Every time I talk to my sisters about events in the past–sometimes even events in the recent past–I’m struck by how differently we see things. There’s a story we all tell about our mother, for instance, and everyone in my family tells it differently. (My mother’s version of the story insists that she wasn’t even the one who made the decision.)

For the most part, we’re all the heroes of our own tale. We make sense of the world in relation to us. Our world revolves around ourselves, even if we try to be cognizant of the fact that not everyone feels the same way. Even if we try not to be selfish, everyone is inevitable self-centered, at least in so far as their point of view is stuck behind their eyes. Someone tells me what I said and did a few months ago, and their view of it is colored indelibly by their point of view. And while I sometimes hear their account in surprise (I did what? I said what? Surely not!) I have to recognize that my glasses (permanently tinted rose, at least with regards to myself) are affixed.

One of the things I wanted to do with Unveiled (and the sequels involving the other Turner brothers) was explore this phenomenon. Everyone’s the hero of their own tale. I don’t think it’s possible to ever bring accounts of “what happened” into perfect harmony. It’s just not a resolvable problem.
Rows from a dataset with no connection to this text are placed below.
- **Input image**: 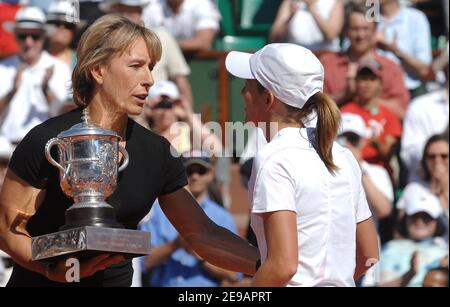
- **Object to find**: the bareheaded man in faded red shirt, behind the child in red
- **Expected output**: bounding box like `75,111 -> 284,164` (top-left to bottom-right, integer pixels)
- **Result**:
320,5 -> 410,119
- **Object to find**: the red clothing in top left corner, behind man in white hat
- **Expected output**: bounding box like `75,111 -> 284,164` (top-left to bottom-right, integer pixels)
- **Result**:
0,0 -> 21,59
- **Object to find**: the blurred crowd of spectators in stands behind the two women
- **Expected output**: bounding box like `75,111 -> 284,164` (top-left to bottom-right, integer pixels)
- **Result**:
0,0 -> 449,287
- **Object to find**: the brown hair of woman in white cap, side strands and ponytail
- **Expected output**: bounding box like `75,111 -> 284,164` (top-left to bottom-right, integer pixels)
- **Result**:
283,92 -> 341,173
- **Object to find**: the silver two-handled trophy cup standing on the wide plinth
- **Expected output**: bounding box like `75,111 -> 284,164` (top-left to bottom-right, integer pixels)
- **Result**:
45,126 -> 129,229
It’s interesting to me now, as I finish touching up Unclaimed–Mark’s story–because I wonder whether people will try to sync up Mark’s view of things with Ash’s. Mark and Ash mention the same stories, but not quite in the same way. I wonder whether people will think that’s a feature or a bug.

The obvious “for instance”: No matter how old Mark gets, Ash will always see him as his little brother, someone who needs to be protected. When Mark is seventy years old, Ash will still be looking out for him, and getting annoyed because Mark failed to mention that he was going on a trip for a few days, and what if something had happened to him? In Unveiled, Ash identifies specific ways in which he needs to protect his brother. But like most grown men, Mark doesn’t think he needs to be protected at all….

3 thoughts on “Heroes

  1. Oh, it’s a feature. I adore books/series where the multiple narrators have such varying viewpoints you kind of wonder if they’re talking about the same thing. And it’s even more fun if some of them are a wee bit unreliable…

  2. I’m reading your book now and hope that you do give Mark & Smite’s POV on the same situation. This is illustrated quite effectively in the scene where Smite rushes home. Ash’s POV is quite the opposite of what is actually happening.

    BTW, I’m also enjoying how you side-stepped all the usual contrivances in keeping the h/h apart. I’ll try to explain this without spoilers: Most authors would have written Margaret’s masquerade as the ultimate betrayal. You chose not to do that and was true to Ash’s character.

  3. FEATURE! I am so, so sick of stories where the character’s perceptions are presented as fact. The most egregious is when the narrator says “She knew he was telling the truth”. No, she didn’t! She believed he was telling the truth. Big difference. Big. Huge. But it can also be more subtle, like when a character’s “instincts”, with no basis in her characterization, turn out to match reality.

    If two characters as different as Ash and Mark told the exact same story, I would call BS. Because there is never just one side to a story, and their worldviews are so very different.

    Perceptions hardly ever line up exactly with objective reality. How could they? You only have a single perspective. If there’s a fence between me and you and I can’t see you, does that mean you weren’t there? Obviously not. Does it mean I’m lying when I say you weren’t there? Of course not.

    This is why I love Rashomon style stories, when the story is told several times from different points of view. How a story is told tells me so much about the narrator.